Chris Wood’s Warning: Why Malinvestment Could End the AI Trade
The global AI boom is currently fueled by the most dramatic capital expenditure (capex) cycle ever seen, but a looming structural risk could trigger a sudden market shift. Jefferies’ Global Head of Equity Strategy, Chris Wood, warns that the end of the AI trade will not come from a chip shortage or oversupply, but from a crisis of confidence regarding returns on investment.
The Threat of Malinvestment and Circular Funding
Unlike traditional semiconductor cycles that end due to inventory gluts, Wood argues that the AI trade faces a unique psychological and economic threat: "malinvestment." The primary risk is that hyperscalers and AI laboratories may fail to generate adequate returns on the massive amounts of capital they are deploying.
Wood highlights a potentially fragile feedback loop within the ecosystem. He points to structures where companies like Nvidia may finance AI labs like OpenAI, which in turn use that capital to purchase more Nvidia chips. While this circularity drives short-term growth, it creates a house of cards that could collapse if investors begin to doubt the long-term monetization capabilities of the AI stack.
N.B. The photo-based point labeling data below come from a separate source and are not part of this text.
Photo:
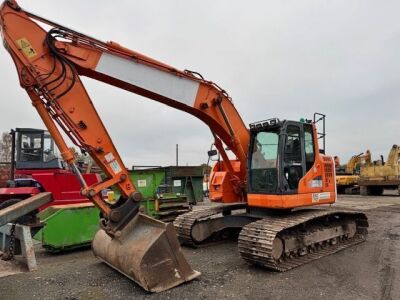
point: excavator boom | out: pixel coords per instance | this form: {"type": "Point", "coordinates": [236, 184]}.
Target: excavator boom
{"type": "Point", "coordinates": [49, 66]}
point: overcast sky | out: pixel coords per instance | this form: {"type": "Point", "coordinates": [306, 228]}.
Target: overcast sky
{"type": "Point", "coordinates": [284, 59]}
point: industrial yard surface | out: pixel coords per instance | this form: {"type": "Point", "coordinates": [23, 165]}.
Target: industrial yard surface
{"type": "Point", "coordinates": [370, 270]}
Massive Capex and the Concentration of Wealth
The scale of current investment is unprecedented. TSMC has raised its 2026 capex guidance to approximately $56 billion, up from $41 billion last year, with some projections suggesting $65–$70 billion by 2027. This surge has turned Taiwan into a macro powerhouse, with real GDP growth hitting 14.55% year-on-year in Q1 2026.
AI-related demand is now so concentrated that it is estimated to account for 31% of TSMC’s revenues in 2026. This level of concentration underscores how much the global economy is currently betting on a single technological vertical.
The Commoditisation of AI Models
Another significant pressure point is the rapid commoditisation of Large Language Models (LLMs). As high-quality models become cheaper, the premium pricing power of Western AI providers is being challenged.
Wood notes that Chinese models are gaining significant traction. On the OpenRouter platform, top Chinese models processed 21.37 trillion tokens in late June, a massive jump from 4.37 trillion in April, significantly outperforming the 5.76 trillion tokens processed by top US models. This shift suggests that as the "cost per token" falls, the economics of maintaining expensive, proprietary models will face intense scrutiny.
Shifting Focus to Memory and Hardware
Despite these warnings, Wood is not predicting an immediate crash. Instead, he is re-positioning portfolios toward the "picks and shovels" of the industry—specifically memory and hardware.
He cites the Jevons Paradox, where increased efficiency leads to higher total consumption. As computing becomes more efficient, the demand for DRAM and NAND memory increases. Companies like Micron have already secured long-term strategic agreements for a significant portion of their volume, giving memory makers substantial leverage and pricing power that traditional chipmakers often lacked during previous downturns.
Key Takeaways
- The Primary Risk: The AI trade is most vulnerable to "malinvestment" concerns—the realization that massive capex isn't yielding sufficient profits.
- Commoditisation Pressure: Rapidly improving and cheaper AI models, particularly from China, are threatening the high-margin economics of leading Western AI firms.
- The Memory Hedge: While software and model providers face margin pressure, hardware and memory manufacturers (like SK Hynix and Samsung) remain the structural beneficiaries of the build-out.